Вера Ивановна, быть может, и не хотела покидать свой, давно ставший родным дом, но спорить со Всесоюзным Обществом Слепых не стала (а как же: себе дороже!). А так как была она одна полноправной хозяйкой двухэтажного особняка, то и прочие, совершеннолетние члены  семьи спорить особо так же не стали, а несовершеннолетних членов, согласно действующему законодательству, вообще ни о чем спрашивать не стали. Таким образом, семья Жидковых переехала в Дом Слепых. Вера Ивановна с дочерью Лидой и внуком Васяткой поселились во втором подъезде, Любка с дочкой Светкой – в третьем, Толик с женой и дочкой, получил двушку по соседству с Любкой, Борис пошел в примаки к Аньке на Пролетарскую Диктатуру. Не повезло только Сергею. Вместо положенной по закону жилплощади, выделили ему на Неждановском кладбище участок земли размером два метра на один. Незадолго до переезда скончался он от туберкулеза, выразившегося в открытой форме и скором течении. Сраженный тяжелым недугом, проводил он свои остатние дни в одиночестве, в серой палате тубдиспансера. И никто не посещал его, кроме Лиды. Лида была выпускницей медицинского училища и туберкулеза в открытой форме не боялась. В отличие от родни, которая туберкулеза панически боялась (в любой форме), и от Лидки, на всякий случай, держалась подальше.
    После переезда Вера Ивановна, привыкшая в собственном доме повелевать всем и вся, вдруг обнаружила, что в однокомнатной хибаре командовать ей стало особо некем. Лидка жила в квартире скорее приходящей гостьей, нежели – послушной дочерью. Шалава!
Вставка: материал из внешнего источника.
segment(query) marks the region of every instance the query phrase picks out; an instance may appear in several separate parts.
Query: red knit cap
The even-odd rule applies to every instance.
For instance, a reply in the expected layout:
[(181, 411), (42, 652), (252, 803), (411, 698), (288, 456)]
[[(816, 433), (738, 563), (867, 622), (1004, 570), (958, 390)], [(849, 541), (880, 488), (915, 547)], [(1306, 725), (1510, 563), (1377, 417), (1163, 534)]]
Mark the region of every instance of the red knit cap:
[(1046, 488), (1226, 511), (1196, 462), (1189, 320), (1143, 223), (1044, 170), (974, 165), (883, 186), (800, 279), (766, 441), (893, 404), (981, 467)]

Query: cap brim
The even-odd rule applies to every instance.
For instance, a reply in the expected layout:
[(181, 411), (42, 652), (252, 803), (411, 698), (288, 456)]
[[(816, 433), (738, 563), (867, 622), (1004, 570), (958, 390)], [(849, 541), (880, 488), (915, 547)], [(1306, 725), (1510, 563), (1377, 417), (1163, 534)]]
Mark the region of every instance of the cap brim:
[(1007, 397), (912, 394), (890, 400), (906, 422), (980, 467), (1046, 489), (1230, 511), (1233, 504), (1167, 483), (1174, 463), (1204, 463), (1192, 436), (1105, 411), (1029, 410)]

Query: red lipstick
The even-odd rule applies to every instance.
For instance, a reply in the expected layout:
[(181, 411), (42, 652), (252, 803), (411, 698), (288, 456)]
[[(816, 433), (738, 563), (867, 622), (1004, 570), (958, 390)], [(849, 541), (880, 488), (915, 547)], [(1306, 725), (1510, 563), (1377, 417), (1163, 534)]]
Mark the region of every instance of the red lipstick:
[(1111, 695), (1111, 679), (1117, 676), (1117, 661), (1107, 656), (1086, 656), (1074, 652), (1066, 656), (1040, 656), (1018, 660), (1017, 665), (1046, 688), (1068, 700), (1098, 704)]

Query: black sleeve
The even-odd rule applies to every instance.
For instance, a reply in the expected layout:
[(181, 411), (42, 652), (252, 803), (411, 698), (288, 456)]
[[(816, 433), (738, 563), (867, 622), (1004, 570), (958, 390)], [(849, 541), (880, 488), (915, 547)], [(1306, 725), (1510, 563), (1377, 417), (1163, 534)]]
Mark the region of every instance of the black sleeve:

Васька? А что с него взять? Чимерный*. Одно слово: нахаленок*.
Ходить ежедневно в гости к Любке и Толику было как-то, мягко говоря, не с руки. Не любила Вера Ивановна ходить по гостям, пусть даже, это были собственные дети. Не совсем хорошо дело обстояло в том плане, что Вера Ивановна, нигде не работая, нигде собственно, и не получала зарплату. Но и это было не так печально. Копеечная социальная пенсия не пугала Веру Ивановну. Жутко экономную старуху ни коим образом не угнетала перспектива протянуть старческие ноги от банальной голодовки. Бывали в ее жизни времена и похуже. Волновало ее кое-что другое…
В сложившейся связи, дабы развеять волнения, Вера Ивановна, недолго терзаясь муками совести, написала заявление в суд. Речь в заявлении шла о взыскании алиментов с недогадливых совершеннолетних детей в пользу престарелой матери. И самый гуманный суд в мире пошел навстречу престарелой матери. По решению суда, сыновья Веры Ивановны: Боря и Толик обязаны были ежемесячно платить Вере Ивановне по двадцать рублей (каждый), а Лида и Люба – по пятнадцать соответственно.
После получения исполнительного листа, Вера Ивановна вдруг явно ощутила, что жить ей стало как-то лучше, нежели – прежде. Более того, Вера Ивановна смогла себе позволить откладывать копейку-другую на черный день.
–Эх, жалко Сереженька помер так рано, – сетовала старуха, пересчитывая хрустящие купюры.